Chelsea never made the list for Occupational Therapy time or a Psych-Ed evaluation, though I talked to her teachers and the school admin every year.  She wasn’t the most disruptive kid – so no one had her on the radar. She was quietly not succeeding at school.

Home was awful. I dreaded picking Chelsea up from school because it was another hour of her fighting with us.  If I didn’t pick her up, her little sister bore the brunt of her temper on the school bus. It was clear she was well past her ability to cope by the time the school day was done. And then we’d have to start on at least 2 hours of homework.

Her teacher explained it best when she said she wished she could “zip open her skull and see what was going on.”

Her teachers couldn’t help. Doctors couldn’t help.  No one could help us. I was spending my nights combing the internet looking for something; anything, that might help.

I found a blog about vision therapy and I finally found something that sounded like my kid. The I found a new Behavioural Optometrist in Victoria.

Through vision therapy, Chelsea is a new person.  It’s not about being a better student, although she does now read at grade level. But now we only argue about normal 13-year-old things. Her sisters don’t feel threatened any more. I like picking her up from school.

All of this happened because I fell into a blog about vision therapy.  I spent 6-plus years looking for help, asking for help and begging for help.  Finally, I had found some answers.

If you watch the TEDx Victoria talk about Vision Therapy, the reader in Dr.

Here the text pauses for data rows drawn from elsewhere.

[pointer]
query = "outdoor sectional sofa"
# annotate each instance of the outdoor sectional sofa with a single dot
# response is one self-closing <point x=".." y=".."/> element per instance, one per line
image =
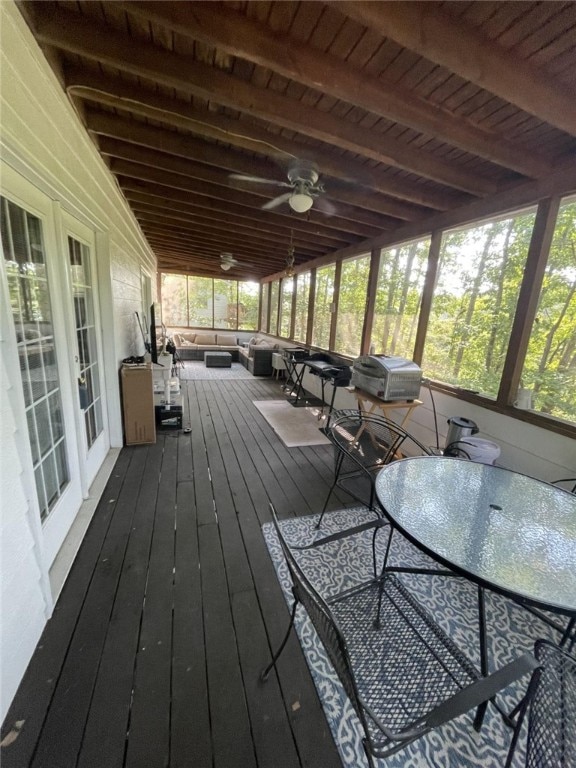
<point x="191" y="345"/>
<point x="255" y="354"/>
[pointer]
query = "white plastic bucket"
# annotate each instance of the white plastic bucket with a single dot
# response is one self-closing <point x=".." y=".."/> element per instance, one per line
<point x="483" y="451"/>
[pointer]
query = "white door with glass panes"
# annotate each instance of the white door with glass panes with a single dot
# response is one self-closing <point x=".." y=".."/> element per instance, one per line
<point x="93" y="438"/>
<point x="33" y="277"/>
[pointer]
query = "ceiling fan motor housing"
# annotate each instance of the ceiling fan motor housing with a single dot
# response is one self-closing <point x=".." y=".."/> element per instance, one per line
<point x="306" y="173"/>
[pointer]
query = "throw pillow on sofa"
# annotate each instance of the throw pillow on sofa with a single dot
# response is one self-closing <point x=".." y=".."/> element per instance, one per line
<point x="226" y="340"/>
<point x="206" y="339"/>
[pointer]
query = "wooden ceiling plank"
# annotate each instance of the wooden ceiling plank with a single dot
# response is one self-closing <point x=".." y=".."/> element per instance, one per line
<point x="221" y="241"/>
<point x="69" y="32"/>
<point x="218" y="241"/>
<point x="327" y="73"/>
<point x="173" y="223"/>
<point x="247" y="135"/>
<point x="433" y="34"/>
<point x="306" y="226"/>
<point x="175" y="181"/>
<point x="189" y="213"/>
<point x="163" y="148"/>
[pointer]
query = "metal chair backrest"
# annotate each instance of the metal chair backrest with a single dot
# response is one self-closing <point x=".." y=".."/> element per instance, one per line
<point x="372" y="441"/>
<point x="570" y="482"/>
<point x="414" y="677"/>
<point x="323" y="621"/>
<point x="552" y="714"/>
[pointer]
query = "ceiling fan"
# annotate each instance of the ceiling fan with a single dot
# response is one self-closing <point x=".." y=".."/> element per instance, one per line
<point x="303" y="183"/>
<point x="227" y="261"/>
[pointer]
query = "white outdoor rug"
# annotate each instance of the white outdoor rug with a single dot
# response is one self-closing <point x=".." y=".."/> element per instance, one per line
<point x="195" y="370"/>
<point x="452" y="602"/>
<point x="294" y="426"/>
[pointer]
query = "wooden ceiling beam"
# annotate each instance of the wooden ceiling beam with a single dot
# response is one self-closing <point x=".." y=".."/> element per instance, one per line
<point x="177" y="181"/>
<point x="173" y="241"/>
<point x="438" y="37"/>
<point x="246" y="134"/>
<point x="209" y="228"/>
<point x="308" y="227"/>
<point x="158" y="158"/>
<point x="89" y="39"/>
<point x="176" y="218"/>
<point x="183" y="212"/>
<point x="248" y="39"/>
<point x="112" y="128"/>
<point x="210" y="257"/>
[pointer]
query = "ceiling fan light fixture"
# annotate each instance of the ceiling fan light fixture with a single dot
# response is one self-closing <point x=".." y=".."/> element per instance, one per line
<point x="300" y="202"/>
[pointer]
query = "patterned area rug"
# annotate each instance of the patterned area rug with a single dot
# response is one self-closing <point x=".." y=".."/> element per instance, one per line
<point x="195" y="370"/>
<point x="451" y="601"/>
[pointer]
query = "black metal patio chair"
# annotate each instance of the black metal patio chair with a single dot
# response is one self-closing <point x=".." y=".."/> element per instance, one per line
<point x="550" y="703"/>
<point x="568" y="482"/>
<point x="404" y="676"/>
<point x="363" y="444"/>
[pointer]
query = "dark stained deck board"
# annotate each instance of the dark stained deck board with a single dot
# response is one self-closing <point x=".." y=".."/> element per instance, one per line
<point x="36" y="691"/>
<point x="108" y="719"/>
<point x="190" y="723"/>
<point x="173" y="606"/>
<point x="230" y="724"/>
<point x="72" y="697"/>
<point x="149" y="727"/>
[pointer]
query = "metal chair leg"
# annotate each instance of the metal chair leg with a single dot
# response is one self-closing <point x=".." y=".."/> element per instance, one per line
<point x="264" y="674"/>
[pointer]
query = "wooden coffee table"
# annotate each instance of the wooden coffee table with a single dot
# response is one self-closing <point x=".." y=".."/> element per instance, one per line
<point x="217" y="359"/>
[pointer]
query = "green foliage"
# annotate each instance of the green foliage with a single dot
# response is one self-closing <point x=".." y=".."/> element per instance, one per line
<point x="352" y="304"/>
<point x="323" y="299"/>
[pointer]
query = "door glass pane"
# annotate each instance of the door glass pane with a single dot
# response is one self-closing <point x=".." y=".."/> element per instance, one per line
<point x="81" y="277"/>
<point x="24" y="255"/>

McCrodan’s talk was my daughter….she was “riding the broken bike”.  There are other TEDx talks that discuss vision issues, and particularly, convergence insufficiency. I encourage you to view them all. I’ve recognized Chelsea in all of them.

I have shared this story with Chelsea’s teachers, doctors, and other parents.  Word seems to be getting out. Uniformly, people have been shocked that this isn’t general knowledge.

The school system needs to be aware of the issues surrounding vision to save families the heartache of what we spent six years battling.